I am pessimistic about any deep change - the only route is to deter i.e. prison and social rejection.

Thelnebriati · 22/08/2022 12:34

If anyone wants to read the full article its been archived at archive dot ph/kcWJg
You need a strong stomach.

picklemewalnuts · 22/08/2022 13:09

I tend to assume 'compulsion' with paraphilia. Am I wrong? It's not something I know much about.

picklemewalnuts · 22/08/2022 13:18

Thanks for that, Inebriati.

The article also says "It is a minority of released sex offenders who reoffend,".

And it's about general sex offenders rather than pedophiles.

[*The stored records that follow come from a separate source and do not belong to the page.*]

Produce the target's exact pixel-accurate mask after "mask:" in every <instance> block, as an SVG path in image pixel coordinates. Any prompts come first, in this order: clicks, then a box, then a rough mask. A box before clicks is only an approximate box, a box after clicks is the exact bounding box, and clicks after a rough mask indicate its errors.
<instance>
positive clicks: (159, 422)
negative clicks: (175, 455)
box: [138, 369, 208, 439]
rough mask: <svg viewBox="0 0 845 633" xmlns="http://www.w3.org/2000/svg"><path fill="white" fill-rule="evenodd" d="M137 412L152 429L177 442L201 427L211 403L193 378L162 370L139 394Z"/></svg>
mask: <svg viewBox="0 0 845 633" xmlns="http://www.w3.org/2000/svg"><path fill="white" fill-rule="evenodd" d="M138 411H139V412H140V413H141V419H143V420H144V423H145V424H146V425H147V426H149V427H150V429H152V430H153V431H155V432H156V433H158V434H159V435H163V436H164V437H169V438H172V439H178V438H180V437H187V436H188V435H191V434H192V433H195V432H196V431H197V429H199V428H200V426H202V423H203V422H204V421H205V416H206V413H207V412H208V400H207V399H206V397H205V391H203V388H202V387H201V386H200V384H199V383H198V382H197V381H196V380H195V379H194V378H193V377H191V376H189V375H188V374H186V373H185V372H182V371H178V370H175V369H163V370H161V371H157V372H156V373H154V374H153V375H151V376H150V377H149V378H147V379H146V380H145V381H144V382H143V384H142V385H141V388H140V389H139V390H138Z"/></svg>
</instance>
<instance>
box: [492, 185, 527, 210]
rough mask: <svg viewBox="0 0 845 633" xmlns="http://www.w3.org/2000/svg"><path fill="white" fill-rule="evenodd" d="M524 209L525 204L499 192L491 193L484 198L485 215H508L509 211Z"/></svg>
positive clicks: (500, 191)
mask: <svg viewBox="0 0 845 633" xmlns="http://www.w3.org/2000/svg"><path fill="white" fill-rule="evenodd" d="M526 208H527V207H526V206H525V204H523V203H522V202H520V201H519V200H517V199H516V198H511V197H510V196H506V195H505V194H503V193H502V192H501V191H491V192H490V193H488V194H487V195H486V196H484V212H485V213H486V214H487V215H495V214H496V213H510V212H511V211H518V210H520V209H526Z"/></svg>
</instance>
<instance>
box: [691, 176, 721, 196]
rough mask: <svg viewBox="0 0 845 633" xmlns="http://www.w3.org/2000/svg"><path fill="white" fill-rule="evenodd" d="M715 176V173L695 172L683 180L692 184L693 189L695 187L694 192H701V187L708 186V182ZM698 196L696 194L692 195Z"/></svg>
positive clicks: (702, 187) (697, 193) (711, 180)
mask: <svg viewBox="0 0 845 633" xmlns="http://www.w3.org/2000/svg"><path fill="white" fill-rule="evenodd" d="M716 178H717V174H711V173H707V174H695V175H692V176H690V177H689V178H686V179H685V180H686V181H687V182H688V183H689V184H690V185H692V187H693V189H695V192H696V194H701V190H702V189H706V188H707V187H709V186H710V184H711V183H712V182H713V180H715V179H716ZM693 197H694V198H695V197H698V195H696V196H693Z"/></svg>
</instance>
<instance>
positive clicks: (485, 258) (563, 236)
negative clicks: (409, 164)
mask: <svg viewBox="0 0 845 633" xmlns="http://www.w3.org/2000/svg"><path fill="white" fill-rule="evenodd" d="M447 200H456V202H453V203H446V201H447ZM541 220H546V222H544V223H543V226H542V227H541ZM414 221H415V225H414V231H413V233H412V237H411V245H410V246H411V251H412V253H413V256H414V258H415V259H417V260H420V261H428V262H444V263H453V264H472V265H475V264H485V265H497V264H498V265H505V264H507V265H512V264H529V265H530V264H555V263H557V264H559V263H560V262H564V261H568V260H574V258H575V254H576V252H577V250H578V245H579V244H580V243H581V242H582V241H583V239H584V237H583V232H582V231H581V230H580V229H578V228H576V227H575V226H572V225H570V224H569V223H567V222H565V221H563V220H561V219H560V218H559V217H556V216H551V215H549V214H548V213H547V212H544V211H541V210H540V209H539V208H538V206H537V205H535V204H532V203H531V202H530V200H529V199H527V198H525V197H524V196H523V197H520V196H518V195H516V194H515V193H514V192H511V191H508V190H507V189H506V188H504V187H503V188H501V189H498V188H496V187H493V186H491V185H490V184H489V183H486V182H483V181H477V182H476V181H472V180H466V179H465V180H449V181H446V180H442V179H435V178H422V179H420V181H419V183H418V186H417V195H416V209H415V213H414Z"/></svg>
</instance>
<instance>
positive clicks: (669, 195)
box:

I do think there's a difference.

Thelnebriati · 22/08/2022 13:27

I'm no expert but afaik, a compulsive behaviour is something you can't stop doing (like addiction.) and often has a specific trigger. Compulsions can develop around anything.

A paraphilia is intense sexual arousal to atypical objects or situations. As with compulsions they can cross a line into a disorder when they start to have a negative impact on the persons life or on other people.

I think paraphilias tend to be compulsive, to escalate (people become desensitised), and to cluster.
www.psychologytoday.com/us/conditions/paraphilias

Thelnebriati · 22/08/2022 13:27

Also afaik, pedophilia is considered a paraphilia, not a sexual orientation.

picklemewalnuts · 22/08/2022 13:50

That's a great link, Inebriati. I think I may have read it before, as it's pretty much a summary of what I know!

Is there a place, do we think, for teaching paraphilia as part of kid's sex Ed? That people can get wrongly wired and it's problematic? Are we warning kids that sex experimentation can get problematic?

It seems to me that we've got a generation of lads/men who have paraphiliac obsessions driven by porn.

EmbarrassingHadrosaurus · 22/08/2022 15:02

picklemewalnuts · 22/08/2022 13:18

Thanks for that, Inebriati.

The article also says "It is a minority of released sex offenders who reoffend,".

And it's about general sex offenders rather than pedophiles. I do think there's a difference.

Agreed. We need data on this. I would celebrate a reduction in overall sex offences but it would be helpful to see a breakdown by sub-group.

IcakethereforeIam · 22/08/2022 18:19

Just thinking about how paraphilias are much commoner in men, it's another area where data is vulnerable to be debased by classifying by gender rather than sex.

DaughterofDawn · 22/08/2022 22:35

Thelnebriati · 21/08/2022 20:25

They all spout the same line when they are caught - ''I was going through a bad time'' and ''But I didn't hurt my victim.'' That's not repentance or contrition, its self pity.
IMO the programs aren't effective because its linked to something like narcissistic traits. The lack of empathy, not seeing other people as fully human. Thinking they are above the law - they rarely claim they did not know their actions were illegal.

Yep. All I hear is they’re all just one bad away from sexually abusing a kid.